Current Bioactive Compounds


ISSN (Print): 1573-4072
ISSN (Online): 1875-6646

Research Article

Plasma-Activated Solutions for Bacteria and Biofilm Inactivation

Author(s): Tung-Po Chen, Tsan-Liang Su and Junfeng Liang

Volume 13, Issue 1, 2017

Page: [59 - 65] Pages: 7

DOI: 10.2174/1573407212666160609082945

Price: $65


Background: Plasma-activated solutions can be obtained by exposing deionized water, saline, and citrate solution to microhollow cathode discharge. Those plasma-activated solutions showed different temporal post-discharge effects, and those plasma-activated solutions demonstrated varied antibacterial activity. Antibacterial activity of three types of plasma-activated solutions was investigated on Escherichia coli (E. coli, gram-negative) and Staphylococcus aureus (S. aureus, gram-positive). Plasmaactivated water (PAW) and plasma-activated saline (PAS) were much more potent than plasma-activated citrate solution (PAC) as inactivating on both bacteria. Although plasma-activated solutions did not have noticeable effects on biofilm structures, they diffused freely in biofilms and inactivated bacteria in biofilm effectively and efficiently, resulting in bacterial cell membrane damage.

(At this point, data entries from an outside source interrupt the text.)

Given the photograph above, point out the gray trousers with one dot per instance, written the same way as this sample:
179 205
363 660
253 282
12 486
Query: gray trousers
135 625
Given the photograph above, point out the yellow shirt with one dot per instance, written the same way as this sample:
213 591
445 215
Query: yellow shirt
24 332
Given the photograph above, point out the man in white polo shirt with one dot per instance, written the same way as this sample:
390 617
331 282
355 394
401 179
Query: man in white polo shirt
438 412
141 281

Methods: A non-thermal and microhollow cathode discharge (MHCD) device was used to generate plasma-activated solutions. E. coli and S. aureus were used as models for antibacterial activity and antibiofilm assay. In the antibacterial activity assay, the optical density (OD570) of bacterial growth was measured by using microplate reader. In the anti-biofilm assay, CV staining and MTT assay, were used to assess biofilm susceptibility to plasma-activated solutions, and LIVE/DEAD staining kit was used to stain and observe live and dead bacterial distributions in the biofilms and visualized by Zeiss confocal fluorescence microscopy.

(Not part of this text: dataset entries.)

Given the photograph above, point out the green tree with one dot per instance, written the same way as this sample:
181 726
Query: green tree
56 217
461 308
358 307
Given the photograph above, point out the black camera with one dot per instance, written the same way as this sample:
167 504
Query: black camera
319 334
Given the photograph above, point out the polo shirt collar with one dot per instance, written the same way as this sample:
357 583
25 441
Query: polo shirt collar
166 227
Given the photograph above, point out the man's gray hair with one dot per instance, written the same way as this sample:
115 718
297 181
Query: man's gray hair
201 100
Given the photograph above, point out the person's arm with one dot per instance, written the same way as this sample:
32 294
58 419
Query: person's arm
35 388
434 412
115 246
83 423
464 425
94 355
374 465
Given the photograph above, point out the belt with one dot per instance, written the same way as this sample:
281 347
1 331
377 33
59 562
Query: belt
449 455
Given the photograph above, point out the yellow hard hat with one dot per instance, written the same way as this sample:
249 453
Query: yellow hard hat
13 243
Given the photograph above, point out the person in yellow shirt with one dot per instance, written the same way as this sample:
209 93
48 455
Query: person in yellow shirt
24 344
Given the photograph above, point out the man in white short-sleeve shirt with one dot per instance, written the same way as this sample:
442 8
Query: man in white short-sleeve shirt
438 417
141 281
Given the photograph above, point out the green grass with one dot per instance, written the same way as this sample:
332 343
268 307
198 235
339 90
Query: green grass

Results: Plasma treatments can cause the acidification of treated solutions (water and saline), but buffer citrate solution provided sufficient buffer capacity. Although bacteria could tolerate acidic solutions prepared from acids, they were unable to survive in plasma treated solutions after an exposure of 5 minutes or more. More importantly, plasma-activated solutions were also inactive to biofilms and all bacteria embedded in both one-day old biofilms (E. coil and S. aureus) were killed after 3 hours of contact time. However, PAW and PAS are deprived of biofilm etching function. Despite completely inactivated bacteria, PAW and PAS treated biofilms maintained the same biomass as the controls after a long incubation time. This result supports the conclusion that different reactive species in plasma are responsible for the antibacterial and etching activity of plasma.

Conclusion: Since plasma-activated solutions damaged bacteria by causing cell membrane lysis, they showed low cell selectivity and were active to both gram-positive and gram-negative bacteria and biofilms. Therefore, plasma-activated solutions can be alternates to replace chemicals, antibiotics and antiseptics for industrial, biomedical bio-fouling applications.

Keywords: Antibiotic resistance, biofilms, plasma-activated solutions, antibacterial, plasma discharge, sterilization.